The authors proceed to explain away the income gap between men and women in predictable fashion--women simply lack the qualifications, or they deliberately avoid promotional opportunities, or they prefer to be at home with the young'uns, "and so on." (I enjoyed the last bit--it was as though they had become bored with their regurgitation of these stale clichés.) In any case, women are fast closing the gap, but only because of evil
"equity" programs (their shudder-quotes, not mine) and the "downward mobility of men."

As for male dominance of the political scene, it's not only men who vote these guys into office, and besides, women exercise their power through lobby groups and government agencies like Status of Women Canada. Those sneaky broads implement their policies indirectly, "through bureaucratic fiat behind closed doors instead of public discussion in legislative assemblies" --"and so forth." (See "and so on," above.)

Certainly, the authors concede, the women's movement has greatly improved the lives of women, even if by underhanded means. Laws are being interpreted in their favour, while men are simply not seen as victims of discrimination, they assert indignantly, even though men alone were once conscripted into the armed forces. I'm not making this up.

To imagine that men oppress women is just "the conspiracy theory of history," the authors aver--a bit like imagining, I guess, that whites have ever oppressed blacks, or that rich folks have ever enjoyed the fruits of their employees' labour. In any case, it's a bit late at this point to decry conspiracy theorizing, given the prominence of it in this very article.

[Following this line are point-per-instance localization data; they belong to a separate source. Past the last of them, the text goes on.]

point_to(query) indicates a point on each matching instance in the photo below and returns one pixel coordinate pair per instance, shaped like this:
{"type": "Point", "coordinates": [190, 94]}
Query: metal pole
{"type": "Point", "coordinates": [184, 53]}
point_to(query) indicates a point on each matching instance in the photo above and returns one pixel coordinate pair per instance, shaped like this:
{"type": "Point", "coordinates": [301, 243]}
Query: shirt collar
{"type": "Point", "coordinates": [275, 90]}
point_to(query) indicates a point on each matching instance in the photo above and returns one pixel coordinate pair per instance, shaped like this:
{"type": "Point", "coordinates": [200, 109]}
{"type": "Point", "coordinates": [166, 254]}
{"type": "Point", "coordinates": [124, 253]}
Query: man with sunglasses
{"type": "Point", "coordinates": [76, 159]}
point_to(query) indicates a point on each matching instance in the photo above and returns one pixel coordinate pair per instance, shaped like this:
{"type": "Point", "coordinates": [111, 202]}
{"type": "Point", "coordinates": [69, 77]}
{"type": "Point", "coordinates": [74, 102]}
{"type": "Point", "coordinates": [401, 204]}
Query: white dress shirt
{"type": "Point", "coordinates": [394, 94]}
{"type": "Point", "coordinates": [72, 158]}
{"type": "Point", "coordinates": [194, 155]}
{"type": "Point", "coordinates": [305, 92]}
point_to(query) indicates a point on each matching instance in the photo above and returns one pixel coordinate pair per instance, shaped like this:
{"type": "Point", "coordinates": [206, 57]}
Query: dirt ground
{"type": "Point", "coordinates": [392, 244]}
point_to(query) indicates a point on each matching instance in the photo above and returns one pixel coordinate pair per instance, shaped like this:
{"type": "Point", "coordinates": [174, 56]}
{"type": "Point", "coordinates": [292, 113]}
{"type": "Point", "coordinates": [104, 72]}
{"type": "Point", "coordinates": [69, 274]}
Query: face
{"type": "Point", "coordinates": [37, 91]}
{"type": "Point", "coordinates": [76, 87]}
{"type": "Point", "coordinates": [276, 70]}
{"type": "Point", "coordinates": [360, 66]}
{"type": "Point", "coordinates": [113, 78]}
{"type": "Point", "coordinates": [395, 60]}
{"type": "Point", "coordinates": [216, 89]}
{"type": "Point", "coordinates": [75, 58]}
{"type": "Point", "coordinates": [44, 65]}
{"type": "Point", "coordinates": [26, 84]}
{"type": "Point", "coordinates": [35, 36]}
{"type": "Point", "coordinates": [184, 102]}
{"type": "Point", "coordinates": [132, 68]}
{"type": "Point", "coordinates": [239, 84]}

It's males who are in deep trouble now, the authors claim: their high school drop-out rates are higher (12% as opposed to 7% for girls), and they are now a minority in Canadian university classrooms (although males, it seems, continue to enjoy a comfortable edge in full-time graduate studies, something they fail to note). It's the beginning of the end: the inevitable result will be "an undereducated and impoverished male underclass." Yet men are afraid to speak out, for fear of being labeled misogynists. "It's time to wake up," the authors conclude. Now, where have I heard that before?